The INITIAL subcommand specifies using a specific set of fixed signs for the regression coefficients. The signs are in the file startsigns.sav in the directory c:\data. This file was created by a previous run of CATREG with keyword MULTISTART at the INITIAL subcommand (see previous example). The signs of start number 63 are specified to be used.

Example: Elastic Net Regularization

CATREG
 ...
 /REGULARIZATION ENET (.5 2.5 .25) (.01 3.8 .05)(‘c:\data\regu_enet.sav’)
 /PRINT = REGU R COEFF DESCRIP ANOVA QUANT(TEST1 TO TEST2)
 /PLOT = REGU (.75 1.5) TRANS (TEST2 TO TEST7 TEST4) 
 /SAVE TRDATA PRED RES
 /OUTFILE = TRDATA(‘c:\data\qdata.sav’) DISCRDATA(‘c:\data\discr.sav’).

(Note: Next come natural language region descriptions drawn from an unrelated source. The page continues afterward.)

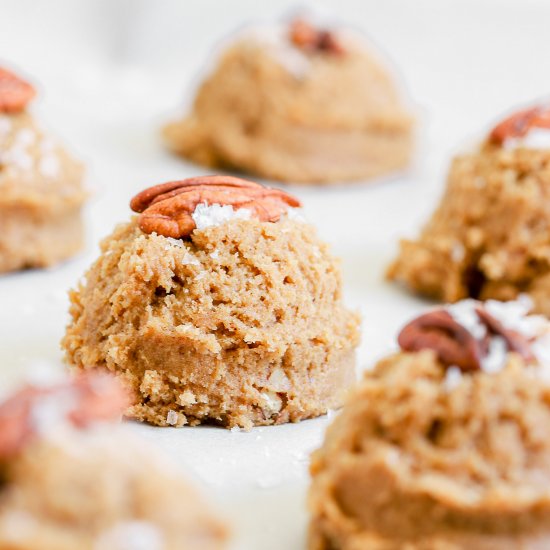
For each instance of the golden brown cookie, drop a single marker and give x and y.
(297, 103)
(74, 480)
(236, 321)
(41, 191)
(427, 455)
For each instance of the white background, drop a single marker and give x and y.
(111, 72)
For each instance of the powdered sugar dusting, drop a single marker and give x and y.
(131, 535)
(49, 413)
(206, 215)
(49, 166)
(514, 316)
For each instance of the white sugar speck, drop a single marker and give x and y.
(457, 252)
(536, 138)
(5, 125)
(453, 377)
(216, 214)
(131, 535)
(496, 356)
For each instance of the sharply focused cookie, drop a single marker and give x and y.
(446, 444)
(216, 304)
(297, 103)
(490, 235)
(70, 479)
(41, 192)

REGULARIZATION specifies application of Elastic Net regularization, with start value of the Lasso penalty 0.01, stop value 3.8, and increment 0.05, resulting in 76 regularized models, with Lasso penalty values 0.01,0 .06, ..., 3.76. To each of these 76 Lasso models 10 Ridge penalties are applied (0.5, 0.75, ..., 2.5), resulting in 76 × 10 = 760 Elastic Net models.
PRINT specifies displaying a table with the penalty values, R-squared, and the regression coefficients for each regularized model. The contents of this table is written to a data file called regu_enet.sav in the directory c:\data.
The PLOT subcommand requests two Elastic Net plots: a Lasso plot with a fixed Ridge penalty of 0.75 and a Lasso plot with a fixed Ridge penalty of 1.50. Any other keywords than REGU at the PLOT subcommand are ignored.
Other specifications then REGU at the PRINT and PLOT subcommands, the SAVE subcommand and the TRDATA keyword at the OUTFILE subcommand are ignored.

Example: Elastic Net Regularization with Crossvalidation Resampling

CATREG 
 ...
 /REGULARIZATION ENET (.5 2.5 .25)(.01 3.8 .05)(‘c:\data\regu_enet.sav’)
 /RESAMPLE CROSSVAL (5)
 /PRINT = REGU R COEFF DESCRIP ANOVA 
 /PLOT = REGU (.75 1.5) TRANS (TEST2 TO TEST7 TEST4)
 /SAVE TRDATA PRED RES
 /OUTFILE = TRDATA(‘c:\data\qdata.sav’) DISCRDATA(‘c:\data\discr.sav’).

REGULARIZATION is the same as in the previous example.
The RESAMPLE subcommand specifies 5-fold cross-validation to estimate the prediction error for each of the 760 Elastic Net models.
PRINT specifies displaying a table with the penalty values, R-squared, the regression coefficients, and the estimated prediction error for each regularized model. The contents of this table is written to a data file called regu_enet.sav in the directory c:\data.
The specification at the PLOT subcommand result in the same plots as in the previous example.
The other specifications at the PRINT and PLOT subcommands, and the SAVE and OUTFILE specifications will be applied to the model with lowest prediction error.

Example: Obtaining a Specific Elastic Net Model

CATREG 
 ...
 /REGULARIZATION ENET (1.25 1.25 0)(.46 .46 0)
 /PRINT = R COEFF DESCRIP ANOVA QUANT(TEST1 TO TEST2 STATUS01 STATUS02) 
 /PLOT = TRANS (TEST2 TO TEST7 TEST4)
 /SAVE TRDATA PRED RES
 /OUTFILE = TRDATA(‘c:\data\qdata.sav’) DISCRDATA(‘c:\data\discr.sav’).

REGULARIZATION is specified here (stop value equal to start value, increment zero) to obtain output for a specific Elastic Net model: the model with penalty values 1.25 (Ridge) and .46 (Lasso).